Une prévision mondiale révisée à la baisse
Le Fonds monétaire international (FMI) ajuste ses projections pour 2026 en annonçant une croissance mondiale attendue de 3 %. Cette réévaluation s'accompagne d'un avertissement : les tensions géopolitiques, notamment autour du détroit d'Ormuz, peuvent faire basculer la trajectoire économique en provoquant une hausse des coûts de l'énergie, un resserrement des conditions financières et des pressions sur la sécurité alimentaire.
Impact sur la France
Pour la France, le FMI rabote ses anticipations : la croissance est désormais estimée à 0,6 % en 2026. À ce niveau, la progression du produit intérieur brut restera très modeste et pose plusieurs questions concrètes pour les ménages et les pouvoirs publics : évolution de l'emploi, capacité de l'État à réduire le déficit, et marge de manœuvre pour relancer l'investissement public. Un tel taux laisse peu de place aux gains rapides de pouvoir d'achat et complique la réduction structurelle du chômage.
Régions et secteurs les plus touchés
Le FMI souligne que la région Moyen-Orient et Asie centrale est la plus affectée par les tensions actuelles, avec une croissance limitée à 0,7 % en 2026, avant un rebond attendu en 2027. L'institution prévoit également que l'Iran restera en récession, tandis que l'Arabie saoudite afficherait une croissance modérée.
- Croissance mondiale : 3 % (2026)
- France : 0,6 % (2026)
- Moyen-Orient et Asie centrale : 0,7 % (2026)

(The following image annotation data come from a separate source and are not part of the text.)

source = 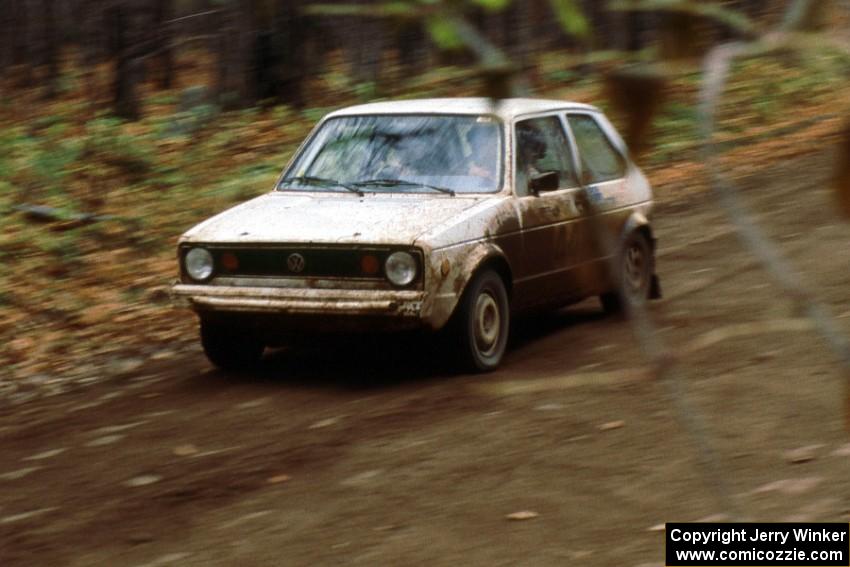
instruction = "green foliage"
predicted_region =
[549,0,589,37]
[608,0,752,37]
[470,0,511,12]
[425,15,464,50]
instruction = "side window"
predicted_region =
[568,114,626,183]
[515,116,576,195]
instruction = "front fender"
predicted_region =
[422,240,510,330]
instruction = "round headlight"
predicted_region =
[384,252,416,285]
[185,248,213,282]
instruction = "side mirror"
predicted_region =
[529,171,561,195]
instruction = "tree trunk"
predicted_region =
[106,2,140,120]
[42,0,60,100]
[154,0,174,89]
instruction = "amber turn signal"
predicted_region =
[221,252,239,272]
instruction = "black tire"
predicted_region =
[599,231,655,314]
[201,319,265,372]
[456,270,511,372]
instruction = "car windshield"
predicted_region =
[278,115,502,194]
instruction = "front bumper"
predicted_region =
[171,284,425,319]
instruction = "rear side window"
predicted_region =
[515,116,575,195]
[568,114,626,183]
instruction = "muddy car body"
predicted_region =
[173,99,655,370]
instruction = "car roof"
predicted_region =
[328,97,598,121]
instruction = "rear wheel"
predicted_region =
[457,270,510,372]
[599,231,655,313]
[201,319,265,372]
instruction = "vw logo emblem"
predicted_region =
[286,252,305,274]
[286,252,306,274]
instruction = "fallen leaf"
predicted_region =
[597,420,626,431]
[784,444,823,465]
[173,444,198,457]
[505,510,540,521]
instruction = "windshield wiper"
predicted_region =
[352,178,455,197]
[278,175,364,197]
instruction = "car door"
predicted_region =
[514,114,584,308]
[567,112,631,288]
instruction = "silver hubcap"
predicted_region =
[623,244,646,292]
[475,291,502,356]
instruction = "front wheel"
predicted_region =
[201,319,265,372]
[458,270,510,372]
[599,232,655,313]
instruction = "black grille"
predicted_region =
[181,245,422,283]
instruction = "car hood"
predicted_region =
[181,192,485,244]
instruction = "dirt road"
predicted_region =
[0,149,850,566]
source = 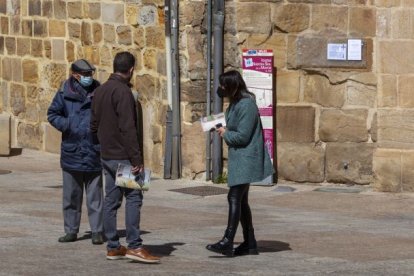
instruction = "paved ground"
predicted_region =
[0,150,414,275]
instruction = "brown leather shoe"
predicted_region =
[106,245,127,260]
[125,247,160,264]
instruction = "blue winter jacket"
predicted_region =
[47,77,102,172]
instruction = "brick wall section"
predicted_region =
[0,0,166,173]
[0,0,414,189]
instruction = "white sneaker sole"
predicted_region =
[125,254,160,264]
[106,256,125,260]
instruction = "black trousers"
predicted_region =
[225,184,253,241]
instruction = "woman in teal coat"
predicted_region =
[206,70,274,256]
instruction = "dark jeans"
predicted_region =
[102,159,143,250]
[225,184,253,241]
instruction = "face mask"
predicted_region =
[79,76,93,87]
[217,86,227,98]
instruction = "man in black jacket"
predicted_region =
[91,52,160,263]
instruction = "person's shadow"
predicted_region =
[210,240,292,258]
[78,229,150,242]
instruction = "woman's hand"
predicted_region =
[216,127,226,137]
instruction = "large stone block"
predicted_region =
[145,26,165,50]
[304,75,345,107]
[401,150,414,192]
[16,37,30,56]
[398,75,414,108]
[372,148,402,192]
[10,83,26,117]
[236,2,272,34]
[181,81,206,103]
[0,113,11,155]
[17,122,43,149]
[277,143,325,183]
[52,39,65,60]
[182,121,206,174]
[80,21,92,45]
[92,23,102,43]
[373,0,400,8]
[276,106,315,143]
[346,81,377,108]
[378,75,398,107]
[319,109,368,142]
[271,4,310,33]
[377,9,391,38]
[42,123,62,153]
[276,71,300,103]
[349,7,377,37]
[101,3,125,24]
[53,0,66,19]
[311,5,348,33]
[49,19,66,37]
[377,40,414,74]
[104,24,116,43]
[42,63,67,91]
[67,1,83,19]
[325,143,376,184]
[84,3,101,19]
[378,109,414,149]
[116,26,132,45]
[391,9,414,39]
[68,22,81,39]
[22,59,39,83]
[138,4,158,27]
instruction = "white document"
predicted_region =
[348,39,362,60]
[200,113,226,132]
[115,163,151,191]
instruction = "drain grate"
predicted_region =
[169,186,228,196]
[0,169,11,174]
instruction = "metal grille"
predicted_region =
[170,186,228,196]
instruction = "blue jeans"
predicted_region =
[101,159,143,250]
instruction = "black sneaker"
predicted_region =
[92,232,103,244]
[58,233,78,242]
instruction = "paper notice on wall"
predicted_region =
[348,39,362,60]
[327,43,347,60]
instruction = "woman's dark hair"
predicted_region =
[114,52,135,74]
[219,70,256,102]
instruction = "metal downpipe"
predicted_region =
[206,0,213,181]
[213,0,224,181]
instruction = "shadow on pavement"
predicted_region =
[257,241,292,253]
[78,229,150,241]
[209,240,292,258]
[144,242,185,257]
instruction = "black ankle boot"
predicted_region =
[234,229,259,256]
[206,237,233,256]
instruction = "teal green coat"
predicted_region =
[223,98,274,187]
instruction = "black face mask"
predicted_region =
[217,86,227,98]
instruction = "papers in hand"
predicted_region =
[115,164,151,191]
[200,113,226,131]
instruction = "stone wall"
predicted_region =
[0,0,167,173]
[220,0,414,192]
[0,0,414,191]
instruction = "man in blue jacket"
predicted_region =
[47,59,103,244]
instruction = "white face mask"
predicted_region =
[79,76,93,87]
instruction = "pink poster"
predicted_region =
[242,49,274,160]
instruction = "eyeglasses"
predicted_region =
[74,71,95,77]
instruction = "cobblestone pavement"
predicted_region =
[0,149,414,275]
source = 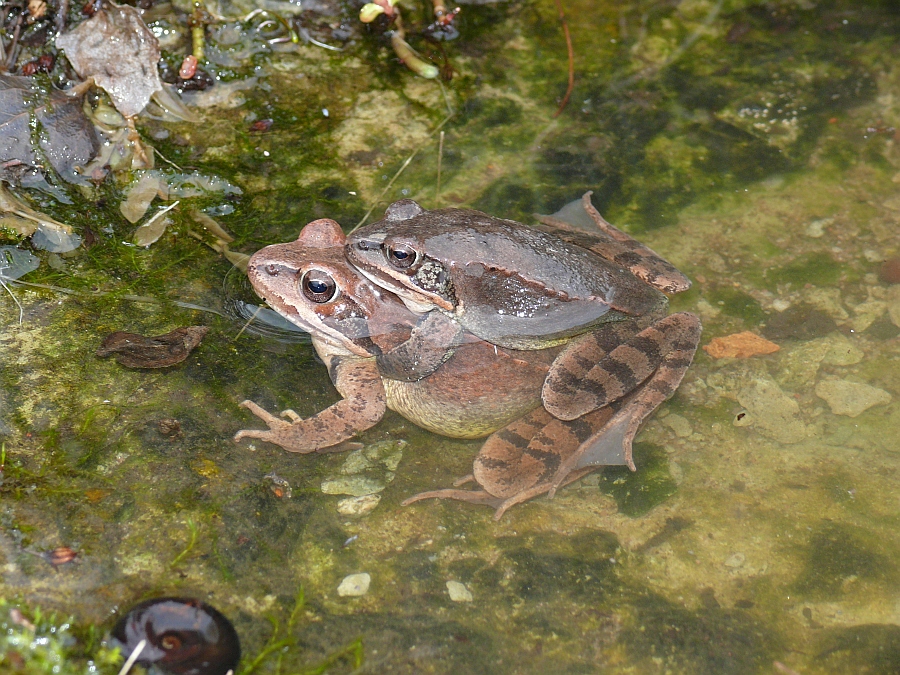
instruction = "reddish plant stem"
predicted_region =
[553,0,575,117]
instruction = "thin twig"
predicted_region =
[55,0,69,35]
[0,274,24,326]
[6,14,22,72]
[119,640,147,675]
[434,129,444,206]
[553,0,575,117]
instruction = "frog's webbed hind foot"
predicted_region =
[544,314,700,497]
[542,312,701,420]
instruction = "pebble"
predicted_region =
[725,553,747,568]
[735,376,809,443]
[338,494,381,516]
[338,572,372,598]
[816,380,891,417]
[322,476,385,497]
[447,581,474,602]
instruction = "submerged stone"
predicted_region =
[338,572,372,598]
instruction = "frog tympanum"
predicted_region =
[235,219,558,452]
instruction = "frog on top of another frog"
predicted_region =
[236,195,699,517]
[235,219,623,518]
[235,219,558,452]
[346,192,701,472]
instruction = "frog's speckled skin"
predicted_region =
[235,219,558,452]
[347,200,672,349]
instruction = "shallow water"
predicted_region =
[0,0,900,673]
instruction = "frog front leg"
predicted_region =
[234,356,387,453]
[375,310,464,382]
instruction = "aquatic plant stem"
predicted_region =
[553,0,575,117]
[348,111,455,234]
[434,130,444,206]
[0,274,24,326]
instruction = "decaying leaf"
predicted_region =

Les États-Unis et l'ombre de l'IA
À l'inverse, le FMI maintient des perspectives plus favorables pour les États-Unis, qui bénéficient, selon l'organisation, de recettes pétrolières solides et d'investissements massifs dans les infrastructures liées à l'intelligence artificielle. Le Fonds insiste cependant sur l'incertitude entourant l'impact réel de ces investissements sur la productivité à long terme : des gains sont possibles, mais ils ne sont pas garantis.
Conséquences pratiques pour la politique économique française
Cette révision invite les responsables français à calibrer leurs choix : soutenir l'investissement et la compétitivité sans alimenter l'inflation, conserver des marges budgétaires face à un contexte externe plus risqué, et surveiller l'impact d'une éventuelle flambée des prix de l'énergie. Dans un climat de croissance atone, les arbitrages entre relance et consolidation budgétaire deviendront plus sensibles.
| Zone | Prévision de croissance 2026 |
|---|---|
| Monde | 3 % |
| France | 0,6 % |
| Moyen-Orient et Asie centrale | 0,7 % |
En somme, la mise à jour du FMI rappelle que la trajectoire économique reste fragile et exposée à des chocs externes. Pour la France, une croissance de 0,6 % en 2026 signifie un contexte contraint pour l'emploi, les comptes publics et la capacité à financer des politiques publiques ambitieuses.